# 39 twinflex



## volksboy57 (Feb 10, 2017)

neat:  https://wyoming.craigslist.org/bik/5996477165.html 3000 bucks


----------



## Bikermaniac (Feb 10, 2017)

Wow!


----------



## fordmike65 (Feb 10, 2017)

No guard


And headlight looks like a repoop toploader. Nice paint tho!


----------



## kreika (Feb 10, 2017)

Sweet pedals......rrrrred.


----------



## island schwinn (Feb 10, 2017)

I'll take it!!!!!!!!!
Anybody wanna loan me some money


----------



## Freqman1 (Feb 11, 2017)

I'm thinking that bike is a lot rougher than it looks in the pics. The missing guard is a for sure deal killer at that price. I'm also betting you wouldn't be happy with the paint job if you saw it up close.

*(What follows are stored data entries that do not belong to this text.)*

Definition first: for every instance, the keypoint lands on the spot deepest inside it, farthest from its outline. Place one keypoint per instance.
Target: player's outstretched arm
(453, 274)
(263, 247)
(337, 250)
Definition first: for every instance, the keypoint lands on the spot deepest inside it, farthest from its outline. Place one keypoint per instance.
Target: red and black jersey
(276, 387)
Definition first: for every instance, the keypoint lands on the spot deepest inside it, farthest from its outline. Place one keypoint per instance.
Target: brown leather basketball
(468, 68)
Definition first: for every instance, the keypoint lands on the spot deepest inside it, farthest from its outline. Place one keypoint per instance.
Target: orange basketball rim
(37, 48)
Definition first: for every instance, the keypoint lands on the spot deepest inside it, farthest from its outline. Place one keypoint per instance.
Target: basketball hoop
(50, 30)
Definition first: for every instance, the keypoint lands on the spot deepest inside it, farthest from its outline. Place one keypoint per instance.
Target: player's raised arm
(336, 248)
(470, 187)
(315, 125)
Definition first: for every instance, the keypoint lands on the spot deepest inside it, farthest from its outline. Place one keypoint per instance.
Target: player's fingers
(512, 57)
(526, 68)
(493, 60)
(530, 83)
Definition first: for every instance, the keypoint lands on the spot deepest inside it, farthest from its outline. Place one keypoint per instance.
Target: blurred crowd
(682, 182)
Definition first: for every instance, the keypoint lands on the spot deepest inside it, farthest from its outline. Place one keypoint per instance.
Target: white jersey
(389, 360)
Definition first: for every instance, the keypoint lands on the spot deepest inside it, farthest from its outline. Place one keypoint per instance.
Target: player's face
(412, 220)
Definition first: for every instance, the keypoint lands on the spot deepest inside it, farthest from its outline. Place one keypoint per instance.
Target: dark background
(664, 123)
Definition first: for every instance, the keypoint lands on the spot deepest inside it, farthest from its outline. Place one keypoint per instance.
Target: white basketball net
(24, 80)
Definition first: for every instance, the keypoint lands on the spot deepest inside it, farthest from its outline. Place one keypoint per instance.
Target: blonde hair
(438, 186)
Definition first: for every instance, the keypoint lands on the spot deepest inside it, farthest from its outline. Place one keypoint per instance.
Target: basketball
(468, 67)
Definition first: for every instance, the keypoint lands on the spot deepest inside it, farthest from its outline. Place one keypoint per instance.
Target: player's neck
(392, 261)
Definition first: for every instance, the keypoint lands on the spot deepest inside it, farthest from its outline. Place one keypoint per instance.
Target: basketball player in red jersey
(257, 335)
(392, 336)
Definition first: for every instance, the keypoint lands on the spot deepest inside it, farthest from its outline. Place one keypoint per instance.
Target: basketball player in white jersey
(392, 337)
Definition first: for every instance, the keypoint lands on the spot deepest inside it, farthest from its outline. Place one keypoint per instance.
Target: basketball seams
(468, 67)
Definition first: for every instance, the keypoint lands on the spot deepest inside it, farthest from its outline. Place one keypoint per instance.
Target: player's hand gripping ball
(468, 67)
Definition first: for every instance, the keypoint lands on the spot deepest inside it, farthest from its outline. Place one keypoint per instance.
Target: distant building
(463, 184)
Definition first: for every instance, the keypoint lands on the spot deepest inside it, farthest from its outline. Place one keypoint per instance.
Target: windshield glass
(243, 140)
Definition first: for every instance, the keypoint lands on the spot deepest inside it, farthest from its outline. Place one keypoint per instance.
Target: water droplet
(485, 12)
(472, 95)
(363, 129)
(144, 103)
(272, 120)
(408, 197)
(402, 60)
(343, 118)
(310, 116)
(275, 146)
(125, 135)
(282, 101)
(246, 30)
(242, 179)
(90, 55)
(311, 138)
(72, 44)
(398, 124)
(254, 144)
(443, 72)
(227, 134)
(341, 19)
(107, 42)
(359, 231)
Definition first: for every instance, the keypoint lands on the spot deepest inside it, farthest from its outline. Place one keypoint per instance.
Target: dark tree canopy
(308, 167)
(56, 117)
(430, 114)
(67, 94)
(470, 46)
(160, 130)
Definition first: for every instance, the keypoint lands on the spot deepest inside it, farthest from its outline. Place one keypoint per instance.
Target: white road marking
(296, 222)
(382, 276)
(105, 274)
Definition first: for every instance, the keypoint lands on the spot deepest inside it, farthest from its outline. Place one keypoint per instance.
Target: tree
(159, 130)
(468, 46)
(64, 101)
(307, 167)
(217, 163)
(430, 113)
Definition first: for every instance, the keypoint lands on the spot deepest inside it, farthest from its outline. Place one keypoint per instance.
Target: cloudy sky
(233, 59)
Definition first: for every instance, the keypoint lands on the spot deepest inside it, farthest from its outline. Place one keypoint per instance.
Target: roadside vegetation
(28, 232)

V/r Shawn


----------



## kreika (Feb 11, 2017)

Rack had to many books on it....


----------



## bikewhorder (Feb 11, 2017)

Didn't Jkent have one of these for sale recently?


----------



## John (Feb 11, 2017)

When you use a Schwinn chain ring on a restore and the correct ring cost about $10.00 it's a red flag


----------



## kreika (Feb 11, 2017)

John said:


> When you use a Schwinn chain ring on a restore and the correct ring cost about $10.00 it's a red flag




That cheapo light too


----------



## VintageSchwinn.com (Feb 12, 2017)

Paint looks bad, that front fork looks bent.


----------